Metro Brands has a spring in its step, but valuations are expensive

In Q3, the average selling price of footwear was up 6-7% year-on-year (YoY), the company said in an earnings call. Metro is also rapidly opening new stores. It added 48 stores in the third quarter, bringing the total to 720 by the end of December. Metro’s consolidated revenue grew nearly 24% year-on-year in the last quarter 599 crores.

While more store addition is a good thing, it also means higher employee costs, which in turn affects margins. In Q3, EBITDA (earnings before interest, tax, depreciation and amortization) margin stood at 34.3%, down 44 basis points (bps). However, gross margin at 59.2% was above the guided levels of 55%-57%.

Healthy store additions are expected to continue. Metro is looking to achieve the target of adding 260 stores in FY23-25. The company is currently present in 164 cities and sees great potential for further expansion.

“The Growth Runway (of store edition) offers the right mix of brands from Metro Brands.

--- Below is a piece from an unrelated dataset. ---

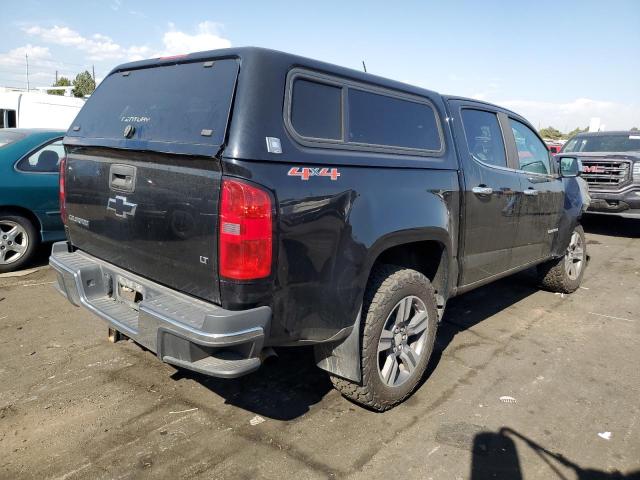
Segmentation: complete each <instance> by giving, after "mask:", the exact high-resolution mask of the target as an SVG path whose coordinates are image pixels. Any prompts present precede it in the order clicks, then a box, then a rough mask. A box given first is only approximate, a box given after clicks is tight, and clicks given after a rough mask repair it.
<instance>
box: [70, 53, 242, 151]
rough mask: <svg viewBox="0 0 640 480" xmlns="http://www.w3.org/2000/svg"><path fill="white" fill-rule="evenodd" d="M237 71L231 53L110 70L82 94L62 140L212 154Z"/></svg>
mask: <svg viewBox="0 0 640 480" xmlns="http://www.w3.org/2000/svg"><path fill="white" fill-rule="evenodd" d="M237 76H238V60H237V59H236V58H226V59H219V60H210V61H196V62H190V63H177V64H170V65H159V66H152V67H146V68H139V69H132V70H121V71H116V72H113V73H111V74H110V75H109V76H108V77H107V78H106V79H105V80H104V81H103V82H102V83H101V84H100V85H99V87H98V88H97V89H96V91H95V92H94V94H93V95H91V97H90V98H89V99H88V100H87V103H86V105H85V106H84V107H83V108H82V110H81V111H80V113H79V114H78V116H77V117H76V119H75V121H74V122H73V124H72V126H71V128H70V129H69V132H68V133H67V137H66V138H65V144H68V145H90V146H105V147H114V148H125V149H134V150H153V151H160V152H167V153H184V154H195V155H215V154H216V153H217V151H218V150H219V147H220V146H221V145H222V144H223V142H224V138H225V135H226V129H227V123H228V119H229V110H230V108H231V104H232V100H233V94H234V90H235V85H236V79H237Z"/></svg>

Its focus on financial discipline along with balance sheet strength gives confidence in execution. Moreover, a platform of choice for international brands instills confidence in the new avenues (of growth),” said a report by ICICI Securities on January 17.

Meanwhile, to bridge the gap in its portfolio, Metro acquired Kravetex Brands Limited, which is present in the sports and athletic segment. It owns the sportswear brand ‘ProLine’ and holds the exclusive license to ‘Fila’.

Analysts say general demand in the footwear segment has come down after the festive season. Although the metro had reported some weakness in November, it saw a strong December and as such saw no reduction in overall demand. Nevertheless, demand trends should be observed carefully. Furthermore, whether Q3 performance holds up in terms of gross margin and in-store growth needs tracking. If Metro falters on this front, it could be disappointing. That seems to have fueled investors’ optimism enough. The stock has rallied nearly 43 per cent in the last one year, making valuations expensive. Bloomberg data shows that the stock is trading at around 54 times FY24 earnings. Given this, the sharp rise in the stock appears capped, at least in the near term.